Prime Minister John Key, minister in charge of the SIS, has remained
tight-lipped about the case, initially refusing to release his real
name until it was reported in Australian media. He said the Government
Communications Security Bureau (GCSB) didn't supply information that led
directly to Jones' death, but had a warrant to monitor him and passed
information to Five Eyes security agency partners. Key said drone
strikes were justified, even when innocent civilians were mistakenly
killed.
The Star-Times sought information on Jones from the Department of
Internal Affairs (DIA) and the Ministry of Foreign Affairs and Trade.
DIA confirmed it held passport information on him but refused to release
details on privacy and national security grounds. MFAT said: "The
family has requested privacy and we won't be commenting." A senior DIA
source said pressure was exerted from the Prime Minister's office not to
release information. Friends of the family say they suddenly went quiet
a couple of months ago, and speculated the Government had advised them
not to speak.
In Christchurch, the ex-judicial death of Jones elicits little
sympathy from some. "If he was stupid enough to go [to Yemen]," one
former neighbour spat, "then he deserves it."
NZ ISLAMISTS PROMOTE PEACE
On Friday afternoons, Muslim converts gather at a drop-in centre in
suburban Christchurch to chat and teach anyone who's interested about
Islam.
They have taken names like Abu Hamzah and Abdul Hakeem. One has kept
his old name - Nathan Jones. He is the younger brother of Daryl Jones,
also known as Muslim bin John, killed by an American drone last year.
Nathan Jones and his friends set up the centre to promote Salafism, a
sect which follows strict Islam as practised in Mohammed's time. Some
Salafi followers in Western countries espouse jihad but Jones and his
friends denounce violence.

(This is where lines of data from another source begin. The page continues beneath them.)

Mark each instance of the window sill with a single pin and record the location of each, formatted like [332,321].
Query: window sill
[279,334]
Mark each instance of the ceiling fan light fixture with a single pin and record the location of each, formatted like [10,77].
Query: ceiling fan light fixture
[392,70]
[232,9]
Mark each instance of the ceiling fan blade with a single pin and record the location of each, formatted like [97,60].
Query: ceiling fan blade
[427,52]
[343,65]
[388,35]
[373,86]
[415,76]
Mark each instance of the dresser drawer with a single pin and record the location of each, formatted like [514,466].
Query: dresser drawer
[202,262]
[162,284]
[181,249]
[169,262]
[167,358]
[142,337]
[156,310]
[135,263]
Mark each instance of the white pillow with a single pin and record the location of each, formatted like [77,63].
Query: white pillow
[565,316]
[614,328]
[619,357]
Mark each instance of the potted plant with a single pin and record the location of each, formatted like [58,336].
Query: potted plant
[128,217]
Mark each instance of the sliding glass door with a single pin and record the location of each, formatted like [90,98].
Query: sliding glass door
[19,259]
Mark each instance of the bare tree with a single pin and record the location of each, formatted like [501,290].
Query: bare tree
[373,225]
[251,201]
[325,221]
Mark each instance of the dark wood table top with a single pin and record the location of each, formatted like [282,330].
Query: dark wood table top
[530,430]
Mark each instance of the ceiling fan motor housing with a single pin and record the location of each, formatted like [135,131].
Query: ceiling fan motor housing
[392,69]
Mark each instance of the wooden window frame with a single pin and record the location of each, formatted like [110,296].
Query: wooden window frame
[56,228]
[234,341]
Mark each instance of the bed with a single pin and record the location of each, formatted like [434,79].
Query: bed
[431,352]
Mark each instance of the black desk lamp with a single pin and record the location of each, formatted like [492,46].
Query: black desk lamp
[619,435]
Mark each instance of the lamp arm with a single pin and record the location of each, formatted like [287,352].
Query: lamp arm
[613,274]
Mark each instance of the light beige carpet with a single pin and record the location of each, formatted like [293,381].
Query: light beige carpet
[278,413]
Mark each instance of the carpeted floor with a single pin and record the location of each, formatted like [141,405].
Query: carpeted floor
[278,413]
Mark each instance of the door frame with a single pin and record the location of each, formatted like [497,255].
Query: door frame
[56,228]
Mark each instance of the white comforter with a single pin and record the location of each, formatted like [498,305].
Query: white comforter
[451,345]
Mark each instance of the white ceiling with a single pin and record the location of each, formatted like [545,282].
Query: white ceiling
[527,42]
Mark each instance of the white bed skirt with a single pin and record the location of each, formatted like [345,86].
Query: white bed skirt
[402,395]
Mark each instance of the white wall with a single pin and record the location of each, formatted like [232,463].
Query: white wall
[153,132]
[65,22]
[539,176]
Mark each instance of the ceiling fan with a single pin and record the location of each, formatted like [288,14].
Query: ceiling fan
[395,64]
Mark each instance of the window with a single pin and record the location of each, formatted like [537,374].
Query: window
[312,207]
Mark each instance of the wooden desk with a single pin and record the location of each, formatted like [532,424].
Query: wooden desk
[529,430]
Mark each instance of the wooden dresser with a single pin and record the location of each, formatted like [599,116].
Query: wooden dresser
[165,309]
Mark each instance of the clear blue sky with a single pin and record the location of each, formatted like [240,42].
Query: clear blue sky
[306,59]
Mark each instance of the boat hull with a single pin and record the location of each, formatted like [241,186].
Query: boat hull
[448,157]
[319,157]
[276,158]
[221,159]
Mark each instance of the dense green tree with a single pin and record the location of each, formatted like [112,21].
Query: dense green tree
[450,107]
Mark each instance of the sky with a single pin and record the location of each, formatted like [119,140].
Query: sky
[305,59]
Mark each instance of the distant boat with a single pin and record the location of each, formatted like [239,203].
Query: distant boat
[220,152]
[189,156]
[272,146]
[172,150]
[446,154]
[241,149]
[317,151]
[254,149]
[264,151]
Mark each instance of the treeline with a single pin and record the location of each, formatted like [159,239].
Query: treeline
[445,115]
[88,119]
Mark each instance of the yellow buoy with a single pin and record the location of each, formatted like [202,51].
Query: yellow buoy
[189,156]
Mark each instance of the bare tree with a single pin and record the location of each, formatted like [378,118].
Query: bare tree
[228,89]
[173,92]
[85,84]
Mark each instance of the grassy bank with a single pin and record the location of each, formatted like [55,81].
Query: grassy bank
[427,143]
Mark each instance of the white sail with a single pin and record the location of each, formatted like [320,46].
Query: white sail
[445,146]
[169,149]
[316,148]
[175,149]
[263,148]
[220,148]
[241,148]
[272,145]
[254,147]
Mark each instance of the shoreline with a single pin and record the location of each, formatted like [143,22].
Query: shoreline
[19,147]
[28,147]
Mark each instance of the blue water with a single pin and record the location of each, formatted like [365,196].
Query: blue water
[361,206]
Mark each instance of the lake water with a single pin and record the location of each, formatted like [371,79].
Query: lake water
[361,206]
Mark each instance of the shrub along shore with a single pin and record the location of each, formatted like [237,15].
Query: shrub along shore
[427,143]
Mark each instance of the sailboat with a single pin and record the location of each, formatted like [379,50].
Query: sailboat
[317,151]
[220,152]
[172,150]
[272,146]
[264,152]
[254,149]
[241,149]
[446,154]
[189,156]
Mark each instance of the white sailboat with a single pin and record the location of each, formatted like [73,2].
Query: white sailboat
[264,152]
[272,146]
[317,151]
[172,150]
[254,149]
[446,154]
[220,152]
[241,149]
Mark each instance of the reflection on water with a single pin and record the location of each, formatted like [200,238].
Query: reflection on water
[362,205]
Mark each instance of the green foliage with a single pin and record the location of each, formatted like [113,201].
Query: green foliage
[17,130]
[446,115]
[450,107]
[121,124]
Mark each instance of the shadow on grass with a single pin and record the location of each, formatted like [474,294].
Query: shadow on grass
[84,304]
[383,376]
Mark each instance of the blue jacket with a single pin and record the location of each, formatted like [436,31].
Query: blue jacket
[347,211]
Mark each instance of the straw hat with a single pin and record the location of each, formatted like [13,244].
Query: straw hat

Flyers in the window proclaim that
"terrorists kill Muslims and non-Muslims indiscriminately".
Jones, married to an Iraqi woman, declined to comment about his
brother or his religious beliefs but his friends said Daryl had followed
a "deviant" ideaology. "Orthodox Islam does not teach us to kill
innocent people and to blow up trains and strap bombs to ourselves,"
said Abu Hamzah. "[Daryl] was following . . . an extremist ideology in
the ways of [Osama] bin Laden and we never agreed with that ideology. We
speak against it."
Hamzah said Muslims in New Zealand were peaceful. "I've been up and
down this country and to every single masjid [mosque] there is, almost,
and I have met how many people with this radical idea? Two [Jones and
Christopher Havard]. And where are they now? Apparently dead. Nathan's
brother . . . went to Yemen, he was on some deviant ideology, he thought
he'd go join a group and got killed by a drone."
Another convert, Abdul Hakeem Laughton, said "we were advising
Saleem [Havard] a long time ago that his ideology was wrong, he didn't
take the advice on board."
Hamzah said Havard and Jones listened to radical preachers like
Anwar al-Awlaki and were "overcome by emotions" over the killing of
Muslims. "We feel pain for our Muslim brothers and we ask almighty Lord
to change the situation but we do it based on morals and knowledge. If
we did it based on emotions we'd probably be there [Yemen] too.